EdC wrote:
Again, facts from one of the track's officials who, despite 111's opinion, really cares about the teams that come to our track every week and respects the money car owners spend doing it.
I try to stay in the vicinity of cars being repaired with hopes of returning to the track in that event or the next one. The chief flagman also cares and had the tower wait to start the ten-minute clock until the 19m had been towed to its pit area, not when the heat race was checkered. That probably gave them an additional five minutes. I kept the team alerted to how much time remained and then how many laps were on the pace truck. The ten minutes were up before the truck completed the three laps, after which cars are no longer permitted to enter the track. But the flagman waited as long as he could, asking me for updates all the while. There is another minute or so. When the pace truck had completed its laps, I was asked if the 19m was ready by the track's general manager. It wasn't, every time allowance we could extend to the 19m had expired and weather was threatening, so we went racing.
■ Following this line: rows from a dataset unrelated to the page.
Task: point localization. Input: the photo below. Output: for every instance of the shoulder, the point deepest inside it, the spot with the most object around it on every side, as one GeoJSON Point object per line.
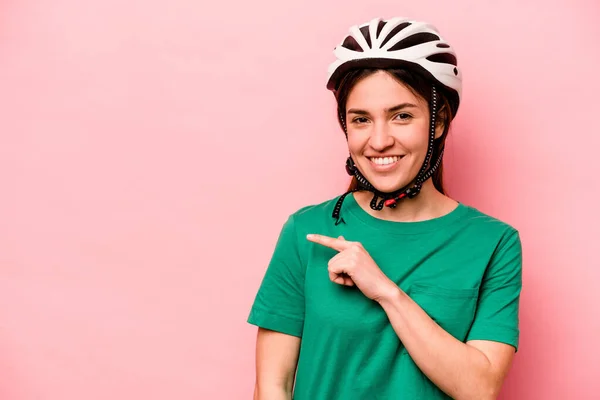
{"type": "Point", "coordinates": [487, 225]}
{"type": "Point", "coordinates": [501, 238]}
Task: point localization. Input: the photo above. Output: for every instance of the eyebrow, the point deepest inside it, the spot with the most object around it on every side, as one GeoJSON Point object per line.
{"type": "Point", "coordinates": [388, 110]}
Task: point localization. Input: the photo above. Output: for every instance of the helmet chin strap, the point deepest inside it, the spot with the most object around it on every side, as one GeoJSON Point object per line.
{"type": "Point", "coordinates": [391, 199]}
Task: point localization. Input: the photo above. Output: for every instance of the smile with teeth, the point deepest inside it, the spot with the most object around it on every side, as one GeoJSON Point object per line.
{"type": "Point", "coordinates": [384, 160]}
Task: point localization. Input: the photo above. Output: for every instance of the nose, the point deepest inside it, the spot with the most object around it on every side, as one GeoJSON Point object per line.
{"type": "Point", "coordinates": [381, 137]}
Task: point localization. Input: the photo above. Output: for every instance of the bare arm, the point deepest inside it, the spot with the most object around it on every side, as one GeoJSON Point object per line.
{"type": "Point", "coordinates": [472, 370]}
{"type": "Point", "coordinates": [276, 362]}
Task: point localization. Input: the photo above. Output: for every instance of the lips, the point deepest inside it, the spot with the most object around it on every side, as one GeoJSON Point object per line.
{"type": "Point", "coordinates": [384, 164]}
{"type": "Point", "coordinates": [384, 160]}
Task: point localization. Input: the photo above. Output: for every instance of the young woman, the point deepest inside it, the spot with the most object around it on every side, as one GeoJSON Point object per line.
{"type": "Point", "coordinates": [392, 290]}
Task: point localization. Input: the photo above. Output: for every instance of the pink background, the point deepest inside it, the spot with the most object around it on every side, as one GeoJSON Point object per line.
{"type": "Point", "coordinates": [134, 133]}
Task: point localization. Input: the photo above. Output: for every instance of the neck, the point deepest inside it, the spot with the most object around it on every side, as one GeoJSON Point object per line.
{"type": "Point", "coordinates": [428, 204]}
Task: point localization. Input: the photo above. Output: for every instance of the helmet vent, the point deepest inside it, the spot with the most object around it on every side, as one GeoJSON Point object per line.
{"type": "Point", "coordinates": [394, 32]}
{"type": "Point", "coordinates": [413, 40]}
{"type": "Point", "coordinates": [445, 58]}
{"type": "Point", "coordinates": [380, 27]}
{"type": "Point", "coordinates": [365, 31]}
{"type": "Point", "coordinates": [351, 44]}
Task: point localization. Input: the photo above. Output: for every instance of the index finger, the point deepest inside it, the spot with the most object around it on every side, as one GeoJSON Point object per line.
{"type": "Point", "coordinates": [333, 243]}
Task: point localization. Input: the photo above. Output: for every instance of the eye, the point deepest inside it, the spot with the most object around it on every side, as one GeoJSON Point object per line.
{"type": "Point", "coordinates": [403, 116]}
{"type": "Point", "coordinates": [360, 120]}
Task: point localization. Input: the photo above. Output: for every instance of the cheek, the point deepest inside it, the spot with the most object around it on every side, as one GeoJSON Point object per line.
{"type": "Point", "coordinates": [355, 142]}
{"type": "Point", "coordinates": [415, 140]}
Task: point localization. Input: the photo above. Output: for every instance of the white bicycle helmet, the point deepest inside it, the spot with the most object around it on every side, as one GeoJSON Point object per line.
{"type": "Point", "coordinates": [397, 42]}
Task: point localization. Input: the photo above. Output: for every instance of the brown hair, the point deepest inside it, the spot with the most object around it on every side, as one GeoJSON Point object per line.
{"type": "Point", "coordinates": [421, 87]}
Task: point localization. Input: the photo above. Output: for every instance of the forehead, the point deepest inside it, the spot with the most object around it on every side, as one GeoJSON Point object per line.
{"type": "Point", "coordinates": [380, 91]}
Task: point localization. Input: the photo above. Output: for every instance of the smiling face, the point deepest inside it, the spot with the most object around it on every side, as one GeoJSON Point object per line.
{"type": "Point", "coordinates": [388, 130]}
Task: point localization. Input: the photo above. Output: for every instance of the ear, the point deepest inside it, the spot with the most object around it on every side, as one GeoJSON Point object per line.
{"type": "Point", "coordinates": [439, 123]}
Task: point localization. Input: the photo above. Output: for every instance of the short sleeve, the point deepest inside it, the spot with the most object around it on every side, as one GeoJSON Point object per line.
{"type": "Point", "coordinates": [497, 314]}
{"type": "Point", "coordinates": [279, 303]}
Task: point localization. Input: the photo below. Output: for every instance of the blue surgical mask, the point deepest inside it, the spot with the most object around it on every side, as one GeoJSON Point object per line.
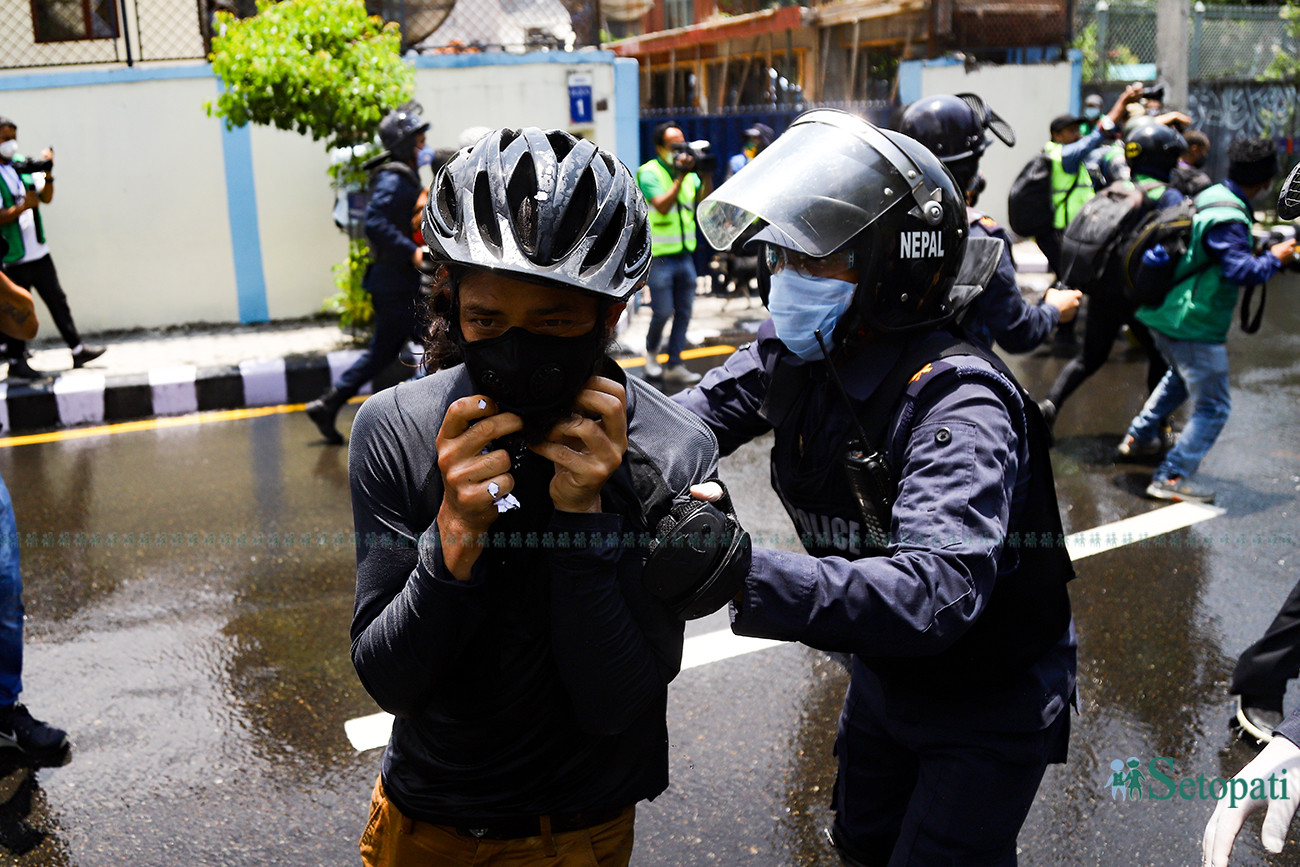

So as you can see, the 19m actually did receive more than ten minutes - perhaps as many as seven extra minutes. That's a 70% over-allowance and the track's general manager was even involved. I fail to see how the track deserves to be criticized for its handling of the 19m's dilemma. Do we make mistakes? Sure and so does 111 and the officials at other tracks. 111 forgets or may not know that I used to work at Lincoln - I saw numerous faux pas at that track, too.
Ed
I love how you refer to
my facts as "my opinion," but you also think randomly pulling numbers out of a hat (draw racing) is a good idea, so no point arguing with you. Referencing factual, defined mistakes as "opinion" says all it needs to about how you view officiating at the track. And please, name some recent instances in which Lincoln made any comparable mistakes to the several Williams Grove (you?) have. I can't think of any, maybe those "faux pas" only took place back when you were there (...).